Search code examples
pythonarraysnumpyslicedimension

Dimensions of array after multidimensional index slicing


I want to slice a multidimensional numpy array (>2 dimensions) along 2 of its axes using index slicing. What are the rules for where each of its original dimensions end up?


To illustrate my problem, let me provide an example. Say we have a 4D array:

import numpy as np

a = np.arange(2*3*4*5).reshape(2,3,4,5)

I'll create a tuple of indices using numpy.where, for slicing along axes 1 and 3:

mask = np.where(np.random.rand(3,5) > 0.5)

This will pick out random slices from my array a.
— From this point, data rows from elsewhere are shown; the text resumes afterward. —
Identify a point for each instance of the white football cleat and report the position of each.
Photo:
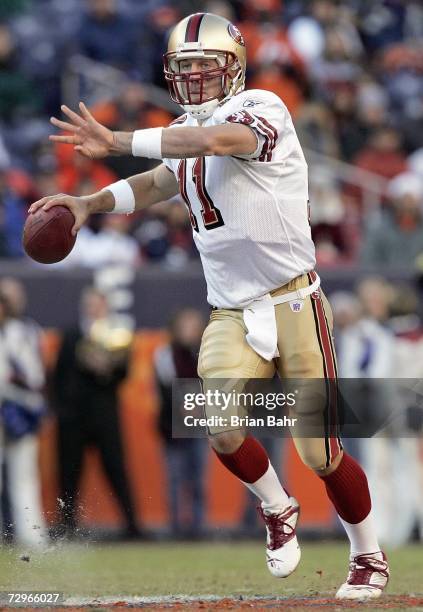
(367, 577)
(282, 552)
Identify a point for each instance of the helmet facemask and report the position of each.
(189, 89)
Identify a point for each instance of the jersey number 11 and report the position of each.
(209, 212)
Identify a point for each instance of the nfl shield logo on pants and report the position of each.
(296, 305)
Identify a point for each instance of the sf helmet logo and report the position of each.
(236, 34)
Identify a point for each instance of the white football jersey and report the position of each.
(249, 213)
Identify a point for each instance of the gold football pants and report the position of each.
(306, 354)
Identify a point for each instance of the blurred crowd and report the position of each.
(350, 73)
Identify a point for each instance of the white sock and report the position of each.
(362, 535)
(269, 489)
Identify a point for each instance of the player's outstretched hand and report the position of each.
(88, 136)
(77, 205)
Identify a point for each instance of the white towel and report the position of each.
(260, 319)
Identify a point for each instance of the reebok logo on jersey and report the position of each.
(240, 117)
(296, 305)
(250, 102)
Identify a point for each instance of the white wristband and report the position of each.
(124, 197)
(147, 143)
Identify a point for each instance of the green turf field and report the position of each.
(198, 569)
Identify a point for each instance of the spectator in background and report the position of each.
(18, 96)
(12, 215)
(382, 154)
(394, 237)
(92, 363)
(22, 404)
(327, 214)
(390, 458)
(165, 234)
(113, 244)
(107, 36)
(185, 457)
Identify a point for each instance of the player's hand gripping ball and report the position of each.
(47, 236)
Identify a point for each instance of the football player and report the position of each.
(236, 160)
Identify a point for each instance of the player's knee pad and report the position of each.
(312, 452)
(221, 351)
(227, 442)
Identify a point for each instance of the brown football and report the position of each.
(47, 234)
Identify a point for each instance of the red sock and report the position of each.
(249, 462)
(348, 490)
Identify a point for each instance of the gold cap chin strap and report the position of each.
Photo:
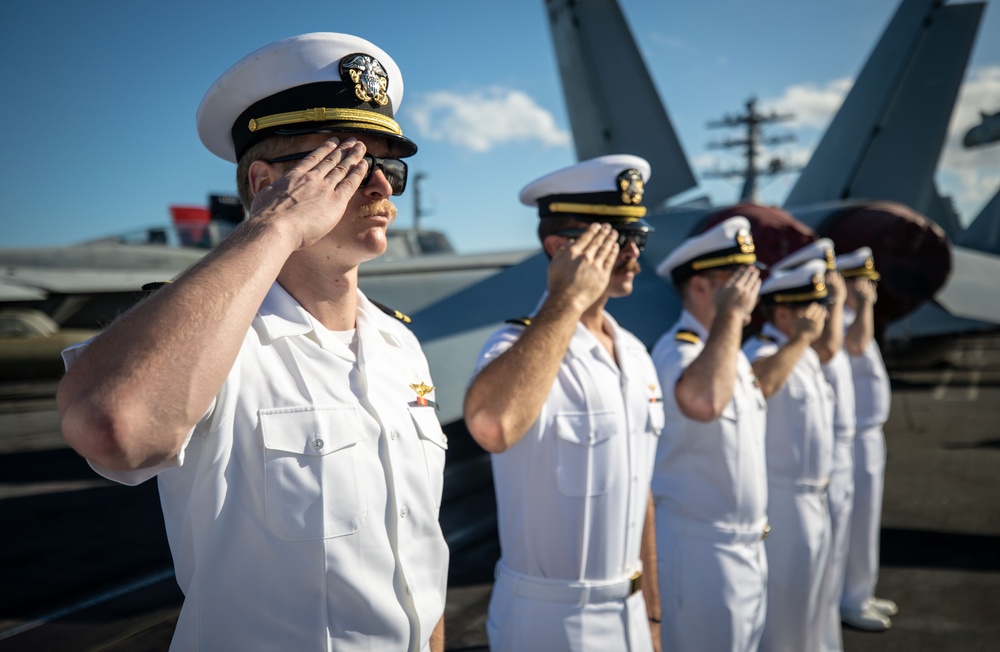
(351, 118)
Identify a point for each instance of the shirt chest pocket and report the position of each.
(312, 469)
(586, 455)
(435, 444)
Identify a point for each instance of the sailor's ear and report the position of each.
(552, 243)
(260, 175)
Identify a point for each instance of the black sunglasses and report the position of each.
(393, 169)
(637, 237)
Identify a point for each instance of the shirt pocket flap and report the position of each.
(797, 390)
(585, 428)
(428, 426)
(311, 431)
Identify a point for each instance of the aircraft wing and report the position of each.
(971, 289)
(603, 76)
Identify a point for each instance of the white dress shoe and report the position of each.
(884, 606)
(868, 619)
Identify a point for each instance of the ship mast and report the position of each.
(752, 144)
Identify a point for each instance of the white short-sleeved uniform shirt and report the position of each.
(873, 393)
(302, 513)
(799, 415)
(572, 493)
(838, 373)
(712, 473)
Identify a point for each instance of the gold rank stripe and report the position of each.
(861, 272)
(633, 212)
(351, 117)
(732, 259)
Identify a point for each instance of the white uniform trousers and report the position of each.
(866, 519)
(797, 551)
(840, 498)
(713, 586)
(528, 613)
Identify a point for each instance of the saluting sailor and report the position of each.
(799, 453)
(840, 495)
(710, 483)
(289, 420)
(859, 607)
(568, 403)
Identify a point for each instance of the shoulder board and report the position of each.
(687, 336)
(153, 286)
(392, 313)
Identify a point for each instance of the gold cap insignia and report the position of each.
(631, 185)
(370, 79)
(745, 241)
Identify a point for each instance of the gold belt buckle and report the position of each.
(635, 582)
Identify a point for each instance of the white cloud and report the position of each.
(485, 119)
(813, 106)
(970, 176)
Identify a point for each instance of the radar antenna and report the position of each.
(752, 145)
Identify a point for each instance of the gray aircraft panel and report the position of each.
(602, 72)
(984, 232)
(835, 161)
(901, 161)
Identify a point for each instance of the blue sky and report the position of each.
(99, 100)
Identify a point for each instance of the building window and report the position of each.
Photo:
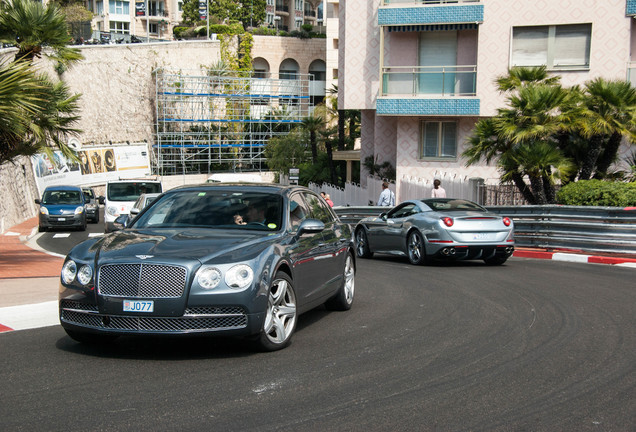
(556, 47)
(118, 7)
(119, 27)
(439, 139)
Let's say it returned tuples of length 7. To preserve the remaining dimensions I will use slice(None) objects:

b = a[(slice(None), mask[0], slice(None), mask[1])]

This changed the shape:

>>> a.shape
(2, 3, 4, 5)
>>> b.shape
(7, 2, 4)

The axes that were untouched (i.e. sliced using the slice(None) object) appear to have been preserved, whereas the sliced axes are destroyed and the resulting axis is moved to the front.

However, this is not always the case. When I apply a mask to axes 1 and 2:

mask2 = np.where(np.random.rand(3,4) > 0.5)
c = a[(slice(None), mask[0], mask[1], slice(None))]

I observe the following (numpy.where has returned tuples of length 7 again):

>>> c.shape
(2, 7, 5)

The axis resulting from the axes that have been destroyed by the slicing did not move to the front this time.

My guess is that it is related to whether the sliced axes are adjacent or not, but I want to know from what rules this behavior emerges.


Solution

  • https://docs.scipy.org/doc/numpy-1.15.4/reference/arrays.indexing.html#combining-advanced-and-basic-indexing

    Your where masks will produce a 1d (7,) shape array if applied to a 2d array, the values where the condition is true. You phrase that as 'destroying' a pair of axes.

    In the second case that 7 can be placed between the 2 and 5.

    But in the first it's ambiguous because of the slice in the middle (the non adjacency) - the fall back rule is to put it first, and order the slices after. In other words, instead of trying to choose between a (2,7,4) and (2,4,7) order, it chooses (7,2,4).

    The ambiguity is clear in this case, and the default reasonable. It's more complicated with one or more of the dimensions is eliminated by a scalar index.